George Bernard Shaw (1856-1950), the Irish-born playwright and novelist, was the only writer to win both the Nobel Prize for Literature and a movie Oscar. Shaw was an ardent socialist who, nonetheless, founded the London School of Economics (LSE)—a hotbed of British capitalist thinking. But most importantly, as an Irishman, Shaw was a gifted and intuitive psychologist, and his most famous play, Pygmalion, contains an important practical lesson for the critics of personality assessment.

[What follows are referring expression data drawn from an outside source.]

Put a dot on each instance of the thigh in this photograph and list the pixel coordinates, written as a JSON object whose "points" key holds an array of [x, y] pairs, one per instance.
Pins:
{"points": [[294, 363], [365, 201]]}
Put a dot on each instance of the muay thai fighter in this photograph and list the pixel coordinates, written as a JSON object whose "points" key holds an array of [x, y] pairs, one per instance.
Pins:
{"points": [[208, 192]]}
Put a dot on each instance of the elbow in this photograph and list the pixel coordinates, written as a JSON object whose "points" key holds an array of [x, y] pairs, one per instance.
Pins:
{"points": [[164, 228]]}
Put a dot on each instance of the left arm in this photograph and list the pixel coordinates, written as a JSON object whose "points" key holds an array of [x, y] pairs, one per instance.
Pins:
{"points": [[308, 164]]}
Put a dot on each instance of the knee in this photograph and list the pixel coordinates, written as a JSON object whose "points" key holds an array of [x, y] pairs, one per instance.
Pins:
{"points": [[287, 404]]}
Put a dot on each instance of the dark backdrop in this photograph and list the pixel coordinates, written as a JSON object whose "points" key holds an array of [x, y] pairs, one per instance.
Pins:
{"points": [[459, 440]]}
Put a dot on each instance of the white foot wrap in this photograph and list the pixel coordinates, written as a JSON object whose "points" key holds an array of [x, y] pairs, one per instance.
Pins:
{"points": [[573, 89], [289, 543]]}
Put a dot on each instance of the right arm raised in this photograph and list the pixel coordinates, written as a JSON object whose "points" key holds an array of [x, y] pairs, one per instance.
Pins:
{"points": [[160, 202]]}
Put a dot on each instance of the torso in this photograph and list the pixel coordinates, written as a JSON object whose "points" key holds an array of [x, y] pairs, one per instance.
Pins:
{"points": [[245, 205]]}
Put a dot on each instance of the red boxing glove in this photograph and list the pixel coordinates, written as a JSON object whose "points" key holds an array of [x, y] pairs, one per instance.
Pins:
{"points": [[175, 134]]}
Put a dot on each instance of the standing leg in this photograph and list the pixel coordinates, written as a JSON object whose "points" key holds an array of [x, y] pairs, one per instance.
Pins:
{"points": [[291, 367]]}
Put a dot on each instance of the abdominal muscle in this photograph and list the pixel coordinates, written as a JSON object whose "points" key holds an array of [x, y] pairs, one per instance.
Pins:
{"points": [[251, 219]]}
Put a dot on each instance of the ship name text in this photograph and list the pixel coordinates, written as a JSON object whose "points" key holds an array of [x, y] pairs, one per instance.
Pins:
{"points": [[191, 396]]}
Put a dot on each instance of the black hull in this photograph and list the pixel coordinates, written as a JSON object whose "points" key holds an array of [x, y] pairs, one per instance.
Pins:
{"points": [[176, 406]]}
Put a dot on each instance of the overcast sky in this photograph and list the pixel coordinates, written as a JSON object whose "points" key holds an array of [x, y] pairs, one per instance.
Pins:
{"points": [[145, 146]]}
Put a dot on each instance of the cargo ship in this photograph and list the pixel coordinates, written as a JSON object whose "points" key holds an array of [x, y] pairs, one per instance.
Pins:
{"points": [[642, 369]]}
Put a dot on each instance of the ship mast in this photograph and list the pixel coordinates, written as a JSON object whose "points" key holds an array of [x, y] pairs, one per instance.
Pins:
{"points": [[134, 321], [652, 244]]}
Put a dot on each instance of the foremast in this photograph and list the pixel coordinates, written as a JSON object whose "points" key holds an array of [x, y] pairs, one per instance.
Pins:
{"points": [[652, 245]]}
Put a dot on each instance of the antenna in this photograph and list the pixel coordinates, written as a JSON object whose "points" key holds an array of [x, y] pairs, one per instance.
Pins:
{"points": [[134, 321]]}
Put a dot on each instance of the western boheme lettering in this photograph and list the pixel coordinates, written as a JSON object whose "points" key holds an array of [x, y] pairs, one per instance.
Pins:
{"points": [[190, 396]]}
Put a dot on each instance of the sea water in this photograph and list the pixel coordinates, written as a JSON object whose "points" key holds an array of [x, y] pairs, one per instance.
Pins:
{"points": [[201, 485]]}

The standard criticism of personality assessment is that people can and do “fake” their responses to the items on personality inventories. The concept of faking is deeply problematical in social life. It rests on the assumption that there is a “real” you and that faking involves pretending to be someone other than the real you. In contrast, for social constructionists, there is no “real” you, there is just the you that you have chosen to be; you then use social interaction to tell other people who you are and how you would like to be treated. More specifically, there is the real you, which is the you that you were as a child—an unsocialized horror, then there is the you that, as an adult, you (more or less self-consciously) pretend to be in public—the socialized you. The maturation process involves learning to fake, to hide the real you. In this way, the answers that you provide on a personality questionnaire would reflect the socialized you, not the real you, the unsocialized horror—unless you avoided the maturation process.

In Shaw’s play, the linguist Henry Higgins bets a friend that he can train a cockney flower girl to speak “proper” English and pass her off as English gentility. Higgins selects Eliza Doolittle, and with some effort, trains her to drop her normal way of speaking and, instead, speak “proper” English. Higgins is successful, Eliza Doolittle is transformed, Higgins falls in love with her, and the play ends with her rejecting Higgins and marrying an impoverished English gentleman.

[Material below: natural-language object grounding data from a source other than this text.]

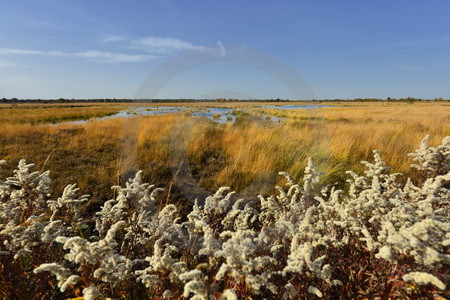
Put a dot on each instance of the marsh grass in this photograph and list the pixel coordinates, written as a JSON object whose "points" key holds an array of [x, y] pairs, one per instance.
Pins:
{"points": [[249, 153]]}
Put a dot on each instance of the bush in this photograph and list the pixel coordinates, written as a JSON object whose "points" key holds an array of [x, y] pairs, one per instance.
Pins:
{"points": [[377, 237]]}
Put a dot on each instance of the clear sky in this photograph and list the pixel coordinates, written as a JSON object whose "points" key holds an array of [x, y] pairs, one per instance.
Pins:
{"points": [[342, 49]]}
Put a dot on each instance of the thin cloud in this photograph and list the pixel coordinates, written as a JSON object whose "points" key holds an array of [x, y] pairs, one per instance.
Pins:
{"points": [[8, 64], [162, 45], [105, 57], [108, 57], [111, 39]]}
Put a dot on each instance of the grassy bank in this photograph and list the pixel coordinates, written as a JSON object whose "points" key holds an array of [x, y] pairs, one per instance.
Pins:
{"points": [[246, 155]]}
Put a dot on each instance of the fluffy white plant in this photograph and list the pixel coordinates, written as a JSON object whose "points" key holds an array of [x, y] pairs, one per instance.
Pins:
{"points": [[229, 244]]}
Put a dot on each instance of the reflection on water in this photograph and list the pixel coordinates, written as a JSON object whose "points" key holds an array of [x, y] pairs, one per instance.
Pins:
{"points": [[217, 114]]}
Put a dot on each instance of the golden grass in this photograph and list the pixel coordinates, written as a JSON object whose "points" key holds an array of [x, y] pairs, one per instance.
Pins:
{"points": [[99, 154]]}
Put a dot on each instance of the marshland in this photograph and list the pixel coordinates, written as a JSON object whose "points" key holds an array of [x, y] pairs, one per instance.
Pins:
{"points": [[187, 235]]}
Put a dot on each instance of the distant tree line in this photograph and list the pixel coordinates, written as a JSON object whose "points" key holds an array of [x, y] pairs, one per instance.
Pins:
{"points": [[114, 100]]}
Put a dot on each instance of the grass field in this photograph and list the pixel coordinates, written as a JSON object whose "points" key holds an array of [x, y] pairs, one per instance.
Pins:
{"points": [[246, 155], [372, 235]]}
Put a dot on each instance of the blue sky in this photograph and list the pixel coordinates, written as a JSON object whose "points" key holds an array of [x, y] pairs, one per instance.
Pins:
{"points": [[341, 49]]}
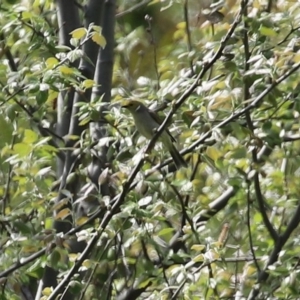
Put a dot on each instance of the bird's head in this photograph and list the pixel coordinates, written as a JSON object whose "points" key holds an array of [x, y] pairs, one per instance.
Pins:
{"points": [[131, 105]]}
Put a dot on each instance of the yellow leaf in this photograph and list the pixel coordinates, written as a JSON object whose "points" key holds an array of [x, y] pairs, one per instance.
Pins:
{"points": [[78, 33], [66, 70], [181, 25], [198, 247], [88, 83], [198, 258], [99, 39], [29, 136], [97, 28], [51, 62], [26, 15], [47, 291], [213, 153], [88, 263], [22, 149], [63, 214]]}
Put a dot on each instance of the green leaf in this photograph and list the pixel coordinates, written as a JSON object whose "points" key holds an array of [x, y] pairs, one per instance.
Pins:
{"points": [[78, 33]]}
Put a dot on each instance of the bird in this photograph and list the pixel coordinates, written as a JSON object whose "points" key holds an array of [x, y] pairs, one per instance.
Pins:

Shaw’s play contains at least three lessons for personality psychology. First, there is no real you, there is just the you that you pretend to be in public. Every social performance is an act. Only people who are na?ve, unsophisticated, or psychologically obtuse insist on being authentically themselves. But as the existentialist philosopher Jean Paul Sartre remarked, “Authenticity is the mark of a person who has been taken in by his own act.”

Second, with some concentration and practice, most people can change their social performances; like Eliza Doolittle, they can learn to fake, except that they are not faking, they are just playing a different role from the one they usually play.

And third, some roles lead to greater social acceptance, popularity, and success than others. People who insist on being rude, opinionated, and abrasive aren’t simply being themselves, they are behaving in a self-defeating manner.

Returning finally to personality assessment, people present themselves differently using the items on personality questionnaires—this is the essence of individual differences—and some of these presentations will lead to better outcomes than others. But no one is faking when they respond; how they present themselves is a choice, whether it is conscious or not.